A man identified as a US citizen of Pakistani origin, Faisal Shahzad, has been arrested in connection with an attempted car bombing in New York’s Times Square.
The man believed to be the driver of a sport utility vehicle was taken into custody early on Tuesday by federal and local police officials, while trying to leave the country, a law enforcement official said.
US Media has gone into overdrive in its analysis of the failed attack in the last few days, and the focus is now on Shahzad, with detailed descirptions of the man’s background and home life appearing within hours of the arrest.
Shahzad was identified by customs agents at John F. Kennedy International Airport and was stopped, according to officials who spoke to The Associated Press early Tuesday on the
condition of anonymity. He had recently returned from a five-month trip to Pakistan, where he had a wife, but was not apparently headed back there, the officials said.

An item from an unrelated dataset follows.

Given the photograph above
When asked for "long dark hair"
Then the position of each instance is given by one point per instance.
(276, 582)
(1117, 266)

He was being held in New York and couldn’t be contacted. His US hometown wasn’t disclosed.
Emirates later confirmed that three passengers were removed from a New York-Dubai flight, but did not comment on the specifics of the individuals.

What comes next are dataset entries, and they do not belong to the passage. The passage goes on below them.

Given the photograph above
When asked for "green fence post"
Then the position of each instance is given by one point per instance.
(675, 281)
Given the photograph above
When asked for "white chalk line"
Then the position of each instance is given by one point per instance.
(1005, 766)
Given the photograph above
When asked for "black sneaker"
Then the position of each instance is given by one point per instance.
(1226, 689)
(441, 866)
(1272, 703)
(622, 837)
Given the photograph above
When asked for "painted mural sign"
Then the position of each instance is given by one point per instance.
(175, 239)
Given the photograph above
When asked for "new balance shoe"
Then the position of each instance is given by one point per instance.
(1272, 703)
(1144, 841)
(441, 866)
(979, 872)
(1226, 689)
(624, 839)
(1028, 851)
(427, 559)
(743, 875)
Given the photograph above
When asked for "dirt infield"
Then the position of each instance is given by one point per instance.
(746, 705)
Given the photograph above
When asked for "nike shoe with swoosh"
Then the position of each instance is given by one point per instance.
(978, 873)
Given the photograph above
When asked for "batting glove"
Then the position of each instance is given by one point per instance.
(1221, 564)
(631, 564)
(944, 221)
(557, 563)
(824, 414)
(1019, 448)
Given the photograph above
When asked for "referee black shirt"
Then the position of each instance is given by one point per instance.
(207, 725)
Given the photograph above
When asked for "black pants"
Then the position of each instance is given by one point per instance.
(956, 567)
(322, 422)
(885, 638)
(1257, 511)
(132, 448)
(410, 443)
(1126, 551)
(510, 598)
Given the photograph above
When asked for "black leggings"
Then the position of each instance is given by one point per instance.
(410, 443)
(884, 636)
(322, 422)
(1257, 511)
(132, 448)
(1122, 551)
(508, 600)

The U.S. attorney’s office, handling the case, said Shahzad would appear in court Tuesday, but the charges were not made public.
Suspect bought SUV three weeks ago
Law enforcement officials say Shahzad bought the SUV, a 1993 Nissan Pathfinder, from a Connecticut man about three weeks ago and paid cash. The officials spoke to the AP on condition of anonymity because of the sensitive nature of the case.

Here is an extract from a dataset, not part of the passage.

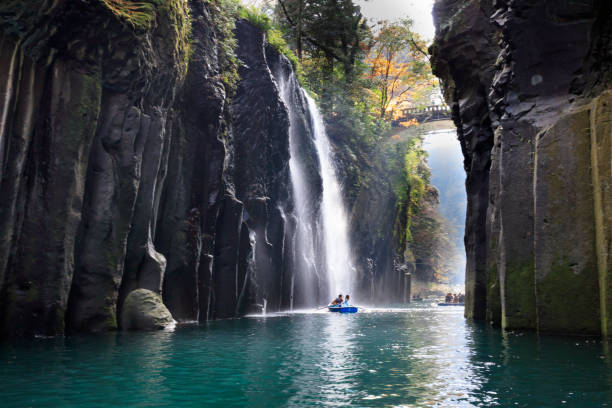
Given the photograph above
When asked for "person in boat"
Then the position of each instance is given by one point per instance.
(337, 301)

Authorities had launched a massive manhunt with the FBI’s terrorism task force and local New York police to try to catch the suspect.
New York has been on constant watch since the September 11, 2001, airliner attacks that destroyed the World Trade Center, killing almost 3,000 people.
So far, the only group to claim responsibility for the would-be bombing is the Pakistani militant group Tehreek-e-Taliban.
When authorities recovered the SUV it was laden with three propane tanks, dozens of firecrackers, two tanks of gasoline and fertilizer, and parked at the corner or West 45th Street and Broadway, an area full of pedestrians.
The vehicle identification number had been removed from the Pathfinder’s dashboard, but it was stamped on the engine, and investigators used it to find the owner of record. The discovery was paramount to the investigation.
“The discovery of the VIN on the engine block was pivotal in that it led to the identifying the registered owner,” said Paul Browne, chief New York Police Department spokesman. “It continues to pay dividends.”